The enterprise applications maker Thursday reported that its first-quarter profits more than doubled from the same period of 2002, while sales were relatively flat.
Net income for the quarter ended March 31 was 186 million euros, or about $200 million, compared with a net income in the first quarter last year of about 65 million euro, or about $70 million.
The Walldorf, Germany, company reported total revenues of 1.52 billion euros, or about $1.64 billion, in the quarter, down from 1.658 billion euro, or about $1.8 billion. Officials were quick to point out that if the numbers had been kept at a constant currency rate SAP would have seen a 1 percent increase in revenues.

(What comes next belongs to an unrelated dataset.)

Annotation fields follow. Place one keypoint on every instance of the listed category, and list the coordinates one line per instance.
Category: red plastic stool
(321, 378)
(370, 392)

Software sales slid from 402 million euro in the first quarter last year to 352 million euro in Q1 2003. Despite this drop in sales, SAP claimed it had increased its share of the worldwide enterprise software market. Officials said that SAP owned 54 percent of the market it shared with Oracle Corp., PeopleSoft Inc., J.D. Edwards & Company, Siebel Systems Inc. and i2 Technologies Inc.
Officials said they were not changing their previously announced outlook for slow but steady growth.
SAP decreased its headcount over the quarter by 143. It ended the period with 28,654 full-time employees.